1 Betrachtet wurden im Folgenden nur Kämmereischulden am Kreditmarkt. Die Stadtkreise wiesen demnach Ende 2004 eine Verschuldung von 1,68 Mrd. Euro auf. Im Vergleich zum Vorjahr sanken die Schulden pro Einwohner um 42 Euro auf 862 Euro. Die Schulden der kreisangehörigen Gemeinden beliefen sich Ende 2004 auf 3,56 Mrd. Euro bzw. 407 Euro/Einwohner.

2 Die Gesamtverschuldung umfasst im Folgenden die Kreditmarktschulden der Kämmereien, der Eigenbetriebe, Eigengesellschaften und Kreditmarktschulden aus unmittelbaren Beteiligungen an Einrichtungen, Unternehmen und Zweckverbänden nach dem Anteil der Gemeinden am Nennkapital.

3 Eine Erhebung des Finanzvermögens der Kommunen wird momentan erstmals für 2004 durchgeführt. Die Ergebnisse liegen voraussichtlich zum Jahresende 2005 vor.

4 Ullrich Adalbert: Kommunalfinanzen Ende 2002 deutlich belastet, Statistisches Monatsheft Baden-Württemberg 7/2003.

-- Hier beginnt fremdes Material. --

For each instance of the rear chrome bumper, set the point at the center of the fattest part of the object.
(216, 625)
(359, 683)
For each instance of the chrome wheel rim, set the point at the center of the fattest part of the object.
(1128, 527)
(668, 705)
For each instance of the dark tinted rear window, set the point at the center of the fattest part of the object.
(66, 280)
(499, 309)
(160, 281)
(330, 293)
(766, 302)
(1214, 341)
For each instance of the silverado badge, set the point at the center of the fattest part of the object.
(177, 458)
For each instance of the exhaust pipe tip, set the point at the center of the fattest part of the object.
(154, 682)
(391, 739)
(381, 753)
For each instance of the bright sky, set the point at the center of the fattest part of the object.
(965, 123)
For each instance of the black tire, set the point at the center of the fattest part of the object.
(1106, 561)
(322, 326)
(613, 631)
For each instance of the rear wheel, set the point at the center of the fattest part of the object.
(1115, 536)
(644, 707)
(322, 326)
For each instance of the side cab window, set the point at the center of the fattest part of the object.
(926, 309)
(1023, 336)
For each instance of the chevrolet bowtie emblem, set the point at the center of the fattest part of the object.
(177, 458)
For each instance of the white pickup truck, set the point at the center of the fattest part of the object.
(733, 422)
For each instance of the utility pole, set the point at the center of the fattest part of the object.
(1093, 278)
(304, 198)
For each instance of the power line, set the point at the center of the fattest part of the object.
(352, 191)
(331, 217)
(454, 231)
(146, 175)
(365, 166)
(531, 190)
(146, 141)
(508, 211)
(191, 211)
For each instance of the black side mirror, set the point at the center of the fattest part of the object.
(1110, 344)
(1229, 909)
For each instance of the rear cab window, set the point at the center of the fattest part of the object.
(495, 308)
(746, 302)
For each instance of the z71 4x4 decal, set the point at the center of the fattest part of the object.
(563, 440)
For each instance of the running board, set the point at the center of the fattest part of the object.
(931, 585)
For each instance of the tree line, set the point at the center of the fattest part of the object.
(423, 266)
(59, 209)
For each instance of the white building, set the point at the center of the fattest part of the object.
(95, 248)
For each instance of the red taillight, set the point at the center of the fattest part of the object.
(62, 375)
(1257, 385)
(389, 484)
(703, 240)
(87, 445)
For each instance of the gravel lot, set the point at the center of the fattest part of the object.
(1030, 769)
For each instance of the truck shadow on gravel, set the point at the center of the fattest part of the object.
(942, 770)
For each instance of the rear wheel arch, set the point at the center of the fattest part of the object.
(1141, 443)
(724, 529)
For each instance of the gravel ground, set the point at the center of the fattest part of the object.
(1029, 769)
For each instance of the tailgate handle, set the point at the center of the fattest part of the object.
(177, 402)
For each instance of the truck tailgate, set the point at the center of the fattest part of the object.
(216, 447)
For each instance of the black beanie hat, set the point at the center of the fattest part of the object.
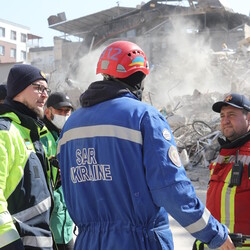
(21, 76)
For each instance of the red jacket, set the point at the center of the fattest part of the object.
(230, 205)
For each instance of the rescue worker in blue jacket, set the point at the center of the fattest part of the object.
(25, 194)
(121, 172)
(58, 109)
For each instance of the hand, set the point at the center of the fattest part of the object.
(228, 245)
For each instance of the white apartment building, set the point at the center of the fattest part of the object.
(13, 42)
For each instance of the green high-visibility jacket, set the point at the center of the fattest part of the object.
(25, 194)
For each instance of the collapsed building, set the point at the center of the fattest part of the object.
(202, 46)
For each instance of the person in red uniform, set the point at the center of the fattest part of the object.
(228, 194)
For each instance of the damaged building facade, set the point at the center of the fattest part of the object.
(198, 46)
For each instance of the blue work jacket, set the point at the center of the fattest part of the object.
(122, 175)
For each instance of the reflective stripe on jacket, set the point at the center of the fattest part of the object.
(25, 198)
(61, 224)
(230, 205)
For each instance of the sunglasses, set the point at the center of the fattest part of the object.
(41, 89)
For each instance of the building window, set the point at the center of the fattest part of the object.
(23, 38)
(23, 55)
(13, 35)
(2, 32)
(2, 50)
(13, 53)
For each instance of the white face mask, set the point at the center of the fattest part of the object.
(59, 120)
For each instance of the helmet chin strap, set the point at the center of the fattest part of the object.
(136, 90)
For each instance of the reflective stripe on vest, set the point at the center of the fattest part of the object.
(34, 211)
(8, 237)
(37, 241)
(5, 217)
(101, 130)
(228, 195)
(200, 224)
(227, 204)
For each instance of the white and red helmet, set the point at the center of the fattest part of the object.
(122, 59)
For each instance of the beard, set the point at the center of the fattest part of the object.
(39, 111)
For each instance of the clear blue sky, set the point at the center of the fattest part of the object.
(34, 14)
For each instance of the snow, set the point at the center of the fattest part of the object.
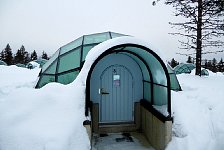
(198, 113)
(51, 118)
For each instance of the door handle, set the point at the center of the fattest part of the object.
(102, 92)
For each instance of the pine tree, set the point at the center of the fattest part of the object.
(173, 63)
(214, 65)
(189, 60)
(44, 55)
(27, 58)
(203, 26)
(2, 55)
(221, 66)
(7, 55)
(33, 55)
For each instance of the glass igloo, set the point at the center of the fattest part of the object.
(67, 61)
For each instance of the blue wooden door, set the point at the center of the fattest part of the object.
(116, 104)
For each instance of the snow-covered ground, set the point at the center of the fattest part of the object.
(198, 113)
(51, 118)
(39, 119)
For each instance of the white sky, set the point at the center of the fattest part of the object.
(49, 24)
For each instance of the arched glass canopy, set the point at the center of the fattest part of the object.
(156, 79)
(3, 63)
(184, 68)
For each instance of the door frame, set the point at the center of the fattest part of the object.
(132, 97)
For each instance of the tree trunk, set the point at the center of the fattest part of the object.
(199, 39)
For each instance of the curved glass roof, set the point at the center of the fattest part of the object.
(66, 63)
(41, 61)
(184, 68)
(21, 65)
(204, 72)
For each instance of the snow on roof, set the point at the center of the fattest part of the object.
(96, 51)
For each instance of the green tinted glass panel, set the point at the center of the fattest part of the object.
(49, 62)
(160, 95)
(52, 68)
(85, 51)
(96, 38)
(45, 79)
(156, 68)
(147, 91)
(71, 46)
(69, 61)
(68, 77)
(114, 35)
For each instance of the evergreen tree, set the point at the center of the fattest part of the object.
(33, 55)
(202, 28)
(2, 55)
(214, 65)
(189, 60)
(27, 58)
(221, 66)
(173, 63)
(7, 55)
(44, 55)
(22, 56)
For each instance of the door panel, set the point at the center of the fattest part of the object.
(116, 91)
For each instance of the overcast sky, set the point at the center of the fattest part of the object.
(49, 24)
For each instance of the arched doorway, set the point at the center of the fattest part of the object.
(149, 107)
(116, 91)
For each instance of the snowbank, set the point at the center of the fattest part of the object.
(198, 113)
(49, 118)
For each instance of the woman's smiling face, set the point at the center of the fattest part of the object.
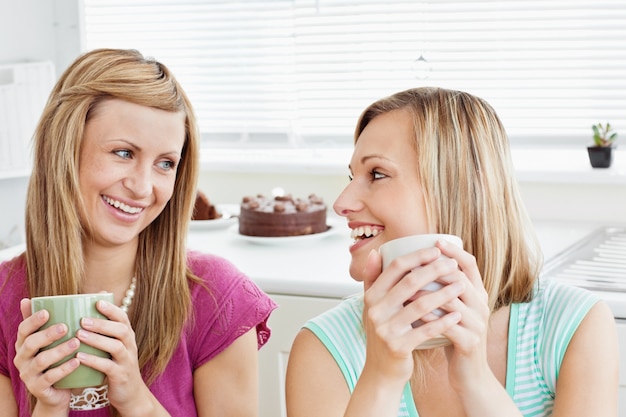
(128, 162)
(384, 199)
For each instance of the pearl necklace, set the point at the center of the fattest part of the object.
(128, 296)
(93, 398)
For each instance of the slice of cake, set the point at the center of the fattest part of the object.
(203, 209)
(282, 216)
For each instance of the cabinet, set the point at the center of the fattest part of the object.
(621, 340)
(287, 320)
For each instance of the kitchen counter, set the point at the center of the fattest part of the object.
(318, 266)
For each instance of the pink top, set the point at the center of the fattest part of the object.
(234, 305)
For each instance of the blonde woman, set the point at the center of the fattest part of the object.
(431, 160)
(108, 205)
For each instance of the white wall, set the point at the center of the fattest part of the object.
(35, 30)
(552, 201)
(32, 30)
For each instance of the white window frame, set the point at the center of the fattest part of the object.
(295, 74)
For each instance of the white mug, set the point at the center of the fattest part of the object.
(405, 245)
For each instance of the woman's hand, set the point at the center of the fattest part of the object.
(467, 356)
(33, 363)
(127, 390)
(391, 307)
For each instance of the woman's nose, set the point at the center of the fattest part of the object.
(139, 181)
(347, 201)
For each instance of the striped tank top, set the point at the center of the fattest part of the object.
(539, 333)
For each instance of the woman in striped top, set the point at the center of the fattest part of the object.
(431, 160)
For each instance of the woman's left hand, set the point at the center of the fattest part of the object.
(127, 389)
(467, 356)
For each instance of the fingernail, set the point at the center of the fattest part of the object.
(73, 343)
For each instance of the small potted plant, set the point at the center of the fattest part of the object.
(601, 153)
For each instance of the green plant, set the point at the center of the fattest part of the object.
(603, 135)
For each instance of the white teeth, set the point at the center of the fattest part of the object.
(124, 207)
(363, 232)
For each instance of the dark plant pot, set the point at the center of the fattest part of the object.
(600, 156)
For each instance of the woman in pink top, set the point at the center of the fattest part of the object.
(108, 206)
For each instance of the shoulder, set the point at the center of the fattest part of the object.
(226, 302)
(347, 313)
(13, 277)
(555, 300)
(341, 331)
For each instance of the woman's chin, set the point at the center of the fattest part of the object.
(356, 271)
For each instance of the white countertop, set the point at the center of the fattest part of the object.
(318, 267)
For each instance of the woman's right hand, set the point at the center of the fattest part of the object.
(33, 363)
(388, 312)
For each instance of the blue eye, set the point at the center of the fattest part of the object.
(167, 165)
(377, 175)
(124, 153)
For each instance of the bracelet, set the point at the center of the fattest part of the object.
(92, 398)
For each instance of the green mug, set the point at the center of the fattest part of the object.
(70, 309)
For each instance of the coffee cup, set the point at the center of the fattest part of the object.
(70, 309)
(405, 245)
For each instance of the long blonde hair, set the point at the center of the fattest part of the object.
(466, 173)
(54, 232)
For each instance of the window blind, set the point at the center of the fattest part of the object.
(297, 73)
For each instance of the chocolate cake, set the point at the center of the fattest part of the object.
(282, 216)
(203, 209)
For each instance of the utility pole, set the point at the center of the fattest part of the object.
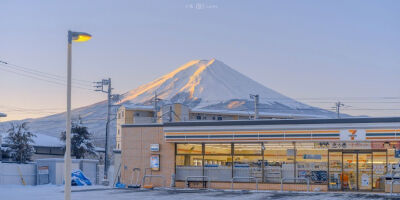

5 So besagt zum Beispiel das Modigliani-Miller-Theorem, dass unter bestimmten Annahmen der Marktwert eines wirtschaftlichen Unternehmens unabhängig von dessen Verschuldungsgrad ist. (Vgl. hierzu Modigliani, Franco und Miller, Merton: »The Cost of Capital, Corporation Finance and the Theory of Investment.« American Economic Review 48 (June 1958): 261-97).

6 Vgl. Hans Eichel, Kursbuch »Staat und Kreide«, ZEIT online, 23.8.2005.